Vallal RCK, a shareholder of the company, had challenged the NCLAT order upholding the NCLT’s order to liquidate SIHL, despite the committee of creditors (CoC) accepting the settlement plan with a voting majority of 94.23%.

In its order on the appeal of Vallal RCK, the apex court bench comprising justices BR Gavai and Hima Kohli said the adjudicating authority (NCLT) or the appellate authority (NCLAT) cannot sit in an appeal over the commercial wisdom of the CoC. The interference would be warranted only when the adjudicating authority or the appellate authority finds the decision of the CoC to be wholly capricious, arbitrary, irrational and dehors the statute or rules.

Through the order, the SC has permitted the lenders to go ahead with the SIHL promoter’s settlement plan under Section 12A of the Insolvency and Bankruptcy Code (IBC) that allows such a provision if 90% of the CoC supports it.

The court reiterated its own observation in Arun Kumar Jagatramka versus Jindal Steel and Power Ltd, wherein it had said the need for judicial intervention or innovation from the NCLT and the NCLAT should be kept at a bare minimum and should not disturb the foundational principles of the IBC. The commercial wisdom of the CoC has been given paramount status without any judicial intervention for ensuring completion of the stated processes within the timelines prescribed by the IBC, the court said.

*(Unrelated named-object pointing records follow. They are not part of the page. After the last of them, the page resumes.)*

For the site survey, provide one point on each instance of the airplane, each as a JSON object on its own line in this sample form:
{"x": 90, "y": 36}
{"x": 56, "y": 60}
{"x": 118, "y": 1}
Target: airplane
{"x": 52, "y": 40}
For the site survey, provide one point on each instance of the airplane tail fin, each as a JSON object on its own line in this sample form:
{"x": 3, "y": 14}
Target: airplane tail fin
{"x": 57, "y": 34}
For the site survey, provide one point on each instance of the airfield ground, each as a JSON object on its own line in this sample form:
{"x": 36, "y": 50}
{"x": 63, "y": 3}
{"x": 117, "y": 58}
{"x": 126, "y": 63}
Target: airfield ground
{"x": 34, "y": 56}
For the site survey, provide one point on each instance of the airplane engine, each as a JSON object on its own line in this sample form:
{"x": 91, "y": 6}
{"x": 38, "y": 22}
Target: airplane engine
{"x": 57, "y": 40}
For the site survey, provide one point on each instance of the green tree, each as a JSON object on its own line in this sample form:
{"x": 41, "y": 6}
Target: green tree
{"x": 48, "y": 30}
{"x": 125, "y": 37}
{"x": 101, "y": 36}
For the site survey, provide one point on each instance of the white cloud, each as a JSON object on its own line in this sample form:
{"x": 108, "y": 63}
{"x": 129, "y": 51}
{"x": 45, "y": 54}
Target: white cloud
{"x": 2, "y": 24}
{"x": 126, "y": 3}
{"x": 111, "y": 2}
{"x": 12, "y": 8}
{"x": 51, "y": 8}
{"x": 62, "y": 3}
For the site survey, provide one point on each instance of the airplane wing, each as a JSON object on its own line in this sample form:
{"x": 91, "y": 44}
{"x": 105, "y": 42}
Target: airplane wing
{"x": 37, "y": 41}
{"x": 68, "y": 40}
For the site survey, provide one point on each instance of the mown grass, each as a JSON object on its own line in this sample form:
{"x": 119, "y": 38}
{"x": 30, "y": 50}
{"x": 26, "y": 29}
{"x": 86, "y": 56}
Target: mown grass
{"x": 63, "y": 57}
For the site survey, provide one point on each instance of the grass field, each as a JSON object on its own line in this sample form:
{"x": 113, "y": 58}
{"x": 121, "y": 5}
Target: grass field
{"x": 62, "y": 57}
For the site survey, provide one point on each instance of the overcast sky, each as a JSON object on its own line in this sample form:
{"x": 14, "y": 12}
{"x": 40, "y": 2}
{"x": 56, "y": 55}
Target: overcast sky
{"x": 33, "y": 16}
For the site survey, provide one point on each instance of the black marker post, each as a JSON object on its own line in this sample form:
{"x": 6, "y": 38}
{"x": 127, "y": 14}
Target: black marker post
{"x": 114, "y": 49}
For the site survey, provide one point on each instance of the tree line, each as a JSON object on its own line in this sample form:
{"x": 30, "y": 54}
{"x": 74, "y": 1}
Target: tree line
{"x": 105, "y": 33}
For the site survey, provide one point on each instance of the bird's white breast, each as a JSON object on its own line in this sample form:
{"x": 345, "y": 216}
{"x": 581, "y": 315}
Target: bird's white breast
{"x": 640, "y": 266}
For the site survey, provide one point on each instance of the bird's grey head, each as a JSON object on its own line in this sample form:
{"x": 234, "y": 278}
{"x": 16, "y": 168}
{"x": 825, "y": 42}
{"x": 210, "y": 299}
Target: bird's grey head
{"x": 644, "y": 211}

The decision of the CoC was taken after the members deliberated on the pros and cons of the settlement plan and exercised their commercial wisdom. Neither the NCLT nor the NCLAT was justified in not giving due weight to the commercial wisdom of the CoC, the apex court said.

The NCLT, in August 2021, had ordered liquidation of SIHL and rejected the application filed by the resolution professional of Siva Industries.

Abhishek Manu Singhvi, counsel for SIHL, submitted that it is more than well-settled that the adjudicating authority or the appellate authority cannot sit in an appeal over the commercial wisdom of CoC. He argued that the CoC had accepted the settlement plan with the voting majority of 94.23%, and the NCLT and NCLAT have grossly erred in rejecting the settlement plan and withdrawal of CIRP.

Siva Industries’ promoter has offered to pay Rs 328.21 crore to the IDBI Bank-led consortium of lenders as a one-time settlement to withdraw the company from IBC proceedings at NCLT. The company’s debt is about Rs 4,863 crore and the settlement plan amounted to a haircut of about 93.5% for banks. The Siva group has business interests in communication, renewable energy, media, realty, agriculture and food and wellness, with SIHL the holding company.